Lee instaura una relazione particolare con suo nipote. Possiamo dire che si riflette in Patrick? Prendendosi cura di lui è come se Lee si prendesse cura di se stesso?
«Ottimo spunto! Direi di sì, anche se non ci avevo mai pensato prima d’ora. Patrick sa cos’è accaduto allo zio, entrambi hanno attraversato e stanno attraversando un periodo difficile, ma il nipote è l’unico che non si lascia impietosire dalla situazione dello zio. Mi piace molto come personaggio, è pretenzioso in modo giusto, forse potremmo dire egoista, ma non credo sia la parola adatta, piuttosto sa quello che vuole e cerca di ottenerlo. La madre è andata via di casa, il padre non c’è più e allora chiede, quasi pretende l’aiuto dello zio, in quanto ultimo desiderio del padre e questa richiesta fa decisamente bene a Lee. Chiunque altro si rapporti a lui lo fa considerandolo una persona strana, quasi bizzarra, mentre suo nipote è diretto, gli chiede semplicemente una mano. Relazionandosi in questo modo, Patrick tratta Lee come una persona e non come un problema, finalmente Lee ritrova un essere umano nella sua vita e anche se in realtà non vuole questa responsabilità, per lui è meglio rispetto a non avere più nessuno con cui confrontarsi. Anche se non può rimpiazzare la figura paterna che viene a mancare a Patrick, ora Lee ha di nuovo qualcuno nella sua esistenza a cui pensare. In fondo si tratta di una relazione di amore fraterno».
La colonna sonora si carica di un ruolo estremamente significativo, quasi fungendo da co-protagonista del film. Perché ed in che modo hai scelto brani fortemente evocativi per Manchester by the Sea?

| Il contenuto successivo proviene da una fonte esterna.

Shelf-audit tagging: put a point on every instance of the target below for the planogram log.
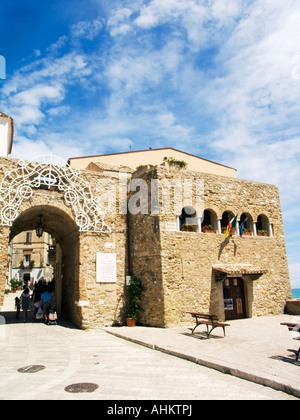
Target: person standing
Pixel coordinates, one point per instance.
(46, 299)
(25, 303)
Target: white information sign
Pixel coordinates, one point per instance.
(106, 267)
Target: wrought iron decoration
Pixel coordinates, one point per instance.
(42, 172)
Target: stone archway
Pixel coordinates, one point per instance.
(69, 204)
(66, 233)
(69, 211)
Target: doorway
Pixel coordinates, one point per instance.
(234, 298)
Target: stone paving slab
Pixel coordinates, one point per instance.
(123, 370)
(255, 349)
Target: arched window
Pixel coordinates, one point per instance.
(226, 217)
(246, 222)
(188, 220)
(209, 222)
(262, 225)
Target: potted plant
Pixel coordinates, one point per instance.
(262, 232)
(246, 232)
(208, 229)
(14, 283)
(135, 289)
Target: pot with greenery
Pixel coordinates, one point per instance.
(14, 283)
(134, 294)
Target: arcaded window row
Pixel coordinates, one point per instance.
(208, 222)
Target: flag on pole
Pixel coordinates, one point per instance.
(231, 225)
(242, 227)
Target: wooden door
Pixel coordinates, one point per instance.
(234, 298)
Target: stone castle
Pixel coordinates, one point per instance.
(159, 215)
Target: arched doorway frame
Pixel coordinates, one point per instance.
(43, 183)
(44, 172)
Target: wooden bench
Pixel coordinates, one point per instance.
(208, 320)
(292, 326)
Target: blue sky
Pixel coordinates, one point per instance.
(219, 79)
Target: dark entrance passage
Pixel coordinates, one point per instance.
(65, 260)
(234, 298)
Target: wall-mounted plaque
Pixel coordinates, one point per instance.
(106, 267)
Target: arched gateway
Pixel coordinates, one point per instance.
(46, 191)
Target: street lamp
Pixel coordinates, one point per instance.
(39, 230)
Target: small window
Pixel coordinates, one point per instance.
(28, 237)
(226, 217)
(246, 223)
(262, 225)
(209, 223)
(188, 220)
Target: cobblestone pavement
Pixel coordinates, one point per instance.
(46, 362)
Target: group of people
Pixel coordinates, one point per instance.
(41, 298)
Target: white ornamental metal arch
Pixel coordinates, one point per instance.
(48, 172)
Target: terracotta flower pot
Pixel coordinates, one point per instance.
(130, 322)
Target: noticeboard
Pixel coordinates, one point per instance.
(106, 265)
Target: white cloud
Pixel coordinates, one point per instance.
(86, 29)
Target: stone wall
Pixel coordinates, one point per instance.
(176, 267)
(82, 300)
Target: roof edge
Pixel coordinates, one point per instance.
(146, 150)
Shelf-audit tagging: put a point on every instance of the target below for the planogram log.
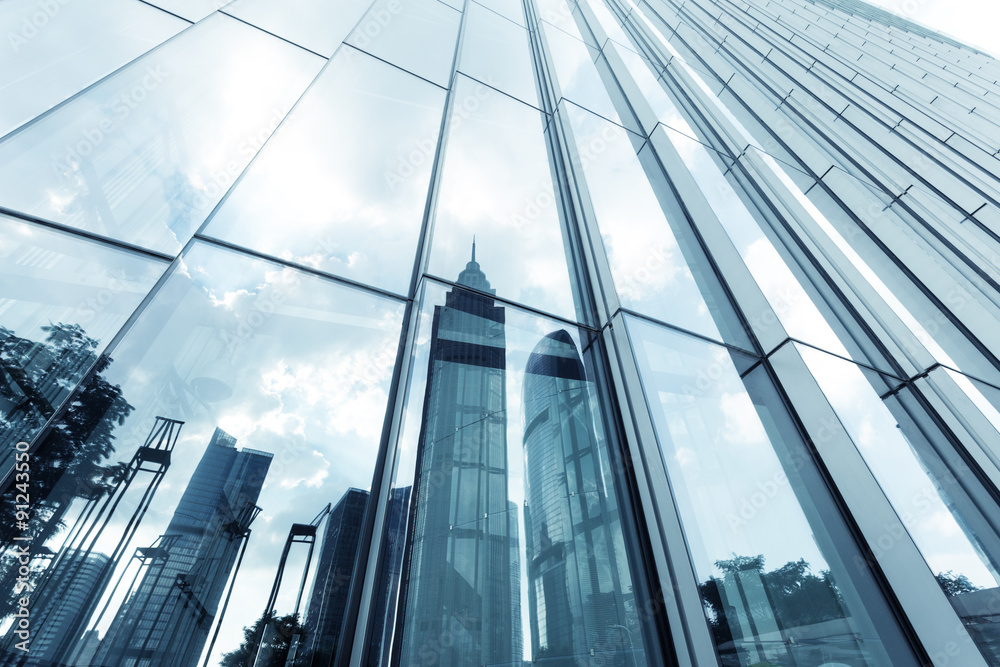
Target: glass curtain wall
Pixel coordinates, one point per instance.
(496, 333)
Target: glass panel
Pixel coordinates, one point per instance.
(496, 186)
(192, 10)
(495, 51)
(342, 186)
(245, 399)
(936, 495)
(515, 549)
(511, 9)
(652, 91)
(58, 48)
(417, 35)
(62, 299)
(649, 266)
(777, 566)
(576, 74)
(794, 308)
(318, 25)
(146, 154)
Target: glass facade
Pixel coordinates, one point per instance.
(497, 333)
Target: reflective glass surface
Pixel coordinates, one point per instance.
(577, 77)
(789, 301)
(318, 25)
(342, 185)
(510, 9)
(417, 35)
(62, 299)
(245, 404)
(58, 48)
(146, 154)
(496, 186)
(929, 490)
(775, 566)
(516, 534)
(652, 272)
(495, 51)
(192, 10)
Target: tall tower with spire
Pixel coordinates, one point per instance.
(461, 599)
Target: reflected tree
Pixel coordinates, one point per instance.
(796, 596)
(68, 462)
(273, 649)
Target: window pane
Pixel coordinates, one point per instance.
(417, 35)
(495, 51)
(192, 10)
(792, 305)
(249, 396)
(145, 155)
(496, 186)
(511, 9)
(937, 497)
(576, 75)
(62, 299)
(516, 549)
(658, 269)
(59, 48)
(342, 186)
(773, 557)
(318, 25)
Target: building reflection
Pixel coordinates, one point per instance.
(576, 598)
(462, 605)
(166, 620)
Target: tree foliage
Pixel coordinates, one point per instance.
(274, 644)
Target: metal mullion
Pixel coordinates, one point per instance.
(59, 413)
(358, 619)
(692, 642)
(931, 615)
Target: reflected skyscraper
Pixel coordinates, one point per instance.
(328, 599)
(460, 602)
(77, 577)
(575, 595)
(167, 619)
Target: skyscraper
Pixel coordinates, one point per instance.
(328, 598)
(166, 620)
(59, 617)
(730, 396)
(460, 569)
(574, 589)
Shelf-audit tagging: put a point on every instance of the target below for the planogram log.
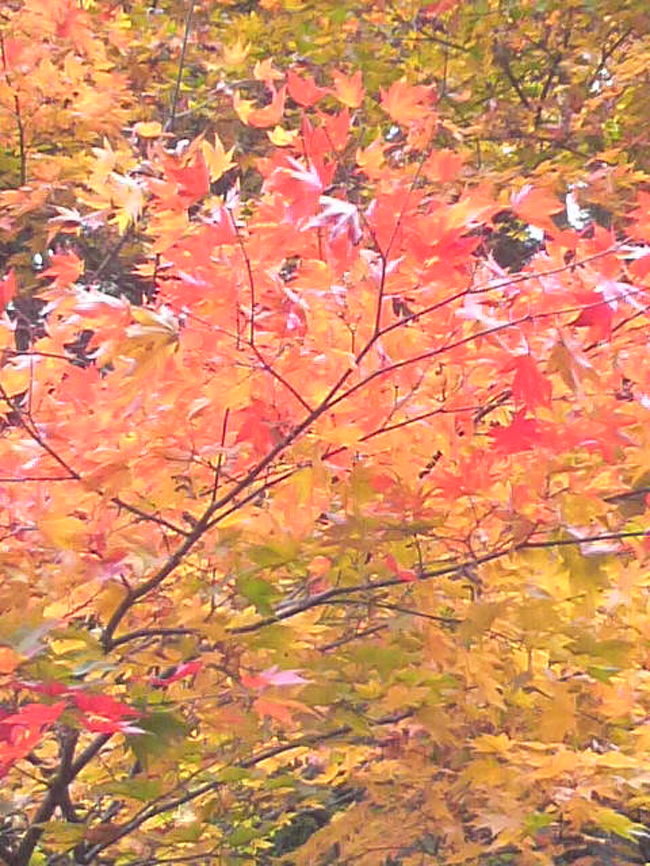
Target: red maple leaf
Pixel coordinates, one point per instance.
(529, 387)
(522, 434)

«È molto difficile lavorare con il compositore perché parole e musica non hanno molto in comune. Posso dire quale sentimento voglio che emerga in una determinata scena e di conseguenza il tipo di musica che desidererei fosse presente, ma non è semplice spiegarlo. Lesley Barber ha composto molti brani per Manchester by the Sea, alcuni funzionanti ed altri meno, per esempio, quando Lee sta raggiungendo la città in macchina, ascoltiamo un pezzo che credo sia fantastico, perfettamente calzante il momento. Ma non credo ci siano parole per descrivere questo connubio: quando mi rendo conto che si tratta del brano giusto, lo prendo e lo inserisco sulla scena. Non so perché determinati pezzi finiscano per funzionare sulle immagini ed altri no, credo sia un mistero ancora non svelato…»
Da quando hai iniziato a scrivere la sceneggiatura fino alla fine delle riprese, hai apportato qualche cambiamento significativo al film? Hai aggiunto o tolto qualche scena in corso d’opera?
«No, l’unico grande cambiamento che ho apportato e che differenzia la prima stesura della sceneggiatura dalla seconda è l’inserimento del corposo flashback. Nella prima stesura non era presente, mentre nella seconda ho ritenuto opportuno inserirlo, per il resto lo script è rimasto pressoché lo stesso».
Qual è il momento durante la lavorazione di un film in cui ti senti più a tuo agio?
«Adoro lavorare con gli attori, e di conseguenza amo ciò che esce fuori quando ci riuniamo e parliamo a lungo riguardo i personaggi. È elettrizzante, quando scrivi qualcosa, vedere come gli interpreti facciano proprio quell’atteggiamento, quel modo di essere che si trova lì, su carta. Mi piace moltissimo scrivere, rimanere da solo con me stesso e dare libero sfogo all’immaginazione, ascoltando le voci nella mia testa e finendo con l’attribuire una struttura allo script per film o per teatro. Avverto sempre una gioia immensa quando vedo un mio lavoro che prende vita e spero sarà sempre così, anche in progetti futuri».